The Reserve Bank of India has comprehensively reviewed the Priority Sector Lending (PSL) guidelines to align them with emerging national priorities and bring a sharper focus on inclusive development.
Revised PSL guidelines will enable better credit penetration to credit deficient areas; increase the lending to small and marginal farmers and weaker sections; boost credit to renewable energy, and health infrastructure.
Bank finance to start-ups (up to Rs.50 crore); loans to farmers for installation of solar power plants for solarisation of grid-connected agriculture pumps and loans for setting up Compressed Bio-Gas (CBG) plants have been included as fresh categories eligible for finance under priority sector.

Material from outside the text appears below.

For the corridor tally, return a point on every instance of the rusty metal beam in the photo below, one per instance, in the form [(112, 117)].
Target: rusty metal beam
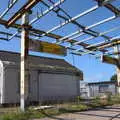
[(51, 35), (113, 9), (26, 8)]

The revised guidelines addressed regional disparities in the flow of priority sector credit and higher weightage has been assigned to incremental priority sector credit in ‘identified districts’ where priority sector credit flow is comparatively low.
Targets prescribed for “small and marginal farmers” and “weaker sections” are being increased in a phased manner.
Higher credit limit has been specified for Farmers Producers Organisations (FPOs)/Farmers Producers Companies (FPCs) undertaking farming with assured marketing at a pre-determined price.
Loan limits for renewable energy have been doubled. The credit limit for health infrastructure, including those under ‘Ayushman Bharat,’ has been doubled.